Shoot.
The minutes ticked by. Vera’s hands began to shake.
“I can’t keep this up indefinitely,” she said.
Three of Soleil’s siblings entered, surrounding her.
Come on, Sol. Get rid of them. The guards left, and finally, after making whatever verbal jabs they’d come to deliver, her siblings did to. As soon as the door closed, Soleil looked up.
Straight at me.
“She knows we’re watching.”
Soleil held one hand up. Wait.
“Not yet,” I said.
“I can’t hold the spell much longer,” she hissed, her entire body shaking now.
Soleil strode to the door and leaned her head against it.

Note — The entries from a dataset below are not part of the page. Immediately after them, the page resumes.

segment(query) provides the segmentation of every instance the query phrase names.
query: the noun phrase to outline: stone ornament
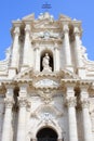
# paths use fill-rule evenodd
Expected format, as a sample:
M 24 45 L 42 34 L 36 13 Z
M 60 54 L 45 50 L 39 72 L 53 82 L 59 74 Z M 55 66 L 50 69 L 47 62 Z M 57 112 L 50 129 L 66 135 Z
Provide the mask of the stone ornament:
M 13 106 L 13 104 L 14 104 L 14 101 L 13 101 L 13 99 L 5 98 L 5 99 L 4 99 L 4 103 L 5 103 L 5 107 L 6 107 L 6 108 L 12 108 L 12 106 Z
M 45 53 L 43 60 L 42 60 L 42 66 L 43 70 L 42 72 L 52 72 L 52 67 L 50 67 L 50 56 L 49 53 Z
M 28 102 L 27 102 L 27 99 L 26 98 L 18 98 L 18 105 L 22 107 L 22 106 L 27 106 L 28 105 Z
M 75 107 L 77 105 L 76 97 L 66 98 L 66 104 L 67 104 L 68 107 Z
M 90 101 L 88 98 L 84 98 L 81 100 L 81 105 L 82 105 L 82 108 L 89 108 L 90 106 Z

Pulling back, she nodded up at us. I passed the letter over. “Do it.”
Vera held the letter over the flame, chanting three words over and over.
Soleil glanced over at her desk as the letter began to appear.
Come on.
The letter disappeared from our end, blinking into existence in the Hucses’ estate. Soleil picked it up, then blew me a kiss, placing a palm over her heart.

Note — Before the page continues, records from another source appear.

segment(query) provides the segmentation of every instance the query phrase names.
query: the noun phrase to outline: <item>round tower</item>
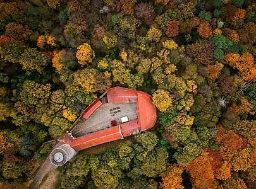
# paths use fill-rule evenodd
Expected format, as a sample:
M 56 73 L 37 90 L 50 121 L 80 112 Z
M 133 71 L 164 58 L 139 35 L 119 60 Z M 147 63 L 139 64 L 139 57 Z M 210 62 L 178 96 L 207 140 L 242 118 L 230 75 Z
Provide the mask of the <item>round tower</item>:
M 76 155 L 76 152 L 68 144 L 62 144 L 54 148 L 50 154 L 51 163 L 56 166 L 61 166 Z

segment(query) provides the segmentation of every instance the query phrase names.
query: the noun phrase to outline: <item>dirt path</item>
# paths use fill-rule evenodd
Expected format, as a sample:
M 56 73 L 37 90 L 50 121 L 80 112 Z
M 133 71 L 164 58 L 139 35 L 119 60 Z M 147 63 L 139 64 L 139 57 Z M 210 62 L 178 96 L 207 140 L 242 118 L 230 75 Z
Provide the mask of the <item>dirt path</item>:
M 56 183 L 60 173 L 57 169 L 50 171 L 39 185 L 39 189 L 55 189 Z

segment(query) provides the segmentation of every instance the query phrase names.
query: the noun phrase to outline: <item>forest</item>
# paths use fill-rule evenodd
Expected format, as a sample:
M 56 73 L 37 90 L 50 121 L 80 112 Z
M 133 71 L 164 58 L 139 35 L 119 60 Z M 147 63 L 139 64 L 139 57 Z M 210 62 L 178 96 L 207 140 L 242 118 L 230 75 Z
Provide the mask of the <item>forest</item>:
M 0 0 L 0 188 L 28 188 L 114 86 L 152 95 L 155 127 L 51 188 L 256 188 L 255 57 L 255 0 Z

A tear dripped off my chin as I did the same back.
Vera grunted and doubled over. The picture disappeared.
But she’d done it.
“Thank you, Vera. You have no idea what that could mean.”
The witch panted. “You’re working against the twelve.”
“What I’m doing is trying to right the deep-rooted wrongs in this community. Because someone has to do it.”
The witch searched my expression.
I stood as she gathered her things. Vera snapped the locks on her case together, then joined me at the door. I swung it wide.
“If you need to get her another message,” she said. “Get in touch.”
The witch was trying. She might be trying out of an urge to manipulate rather than from a true social conscience, but this was progress. “I appreciate it. And I might take you up on that. But I’m sure you know what you could really do to help in this.”
Vera’s breath caught, and she peered down at me. “Unexpected, Cerys Concordia. You are unexpected.”
With that, the witch hurried away.
I locked the door and muttered the activation phrase for our securities while I was inside. I still had half an hour until Devereaux would get home.
Printing off the subpoena for Devereaux, I mentally ticked off the various alliance tasks I was in charge of. We’d meet again tomorrow night, and I was eager to keep things moving. Like me, the others probably felt danger creeping in.
I then had no excuse but to answer some of the twenty-five emails jamming Soleil’s inbox. I avoided the system maintenance one. It just freaked me out. When I reached an email with the subject Tinsel Order, I called it a day. I loved tinsel as much as the next person, but this gal was exhausted.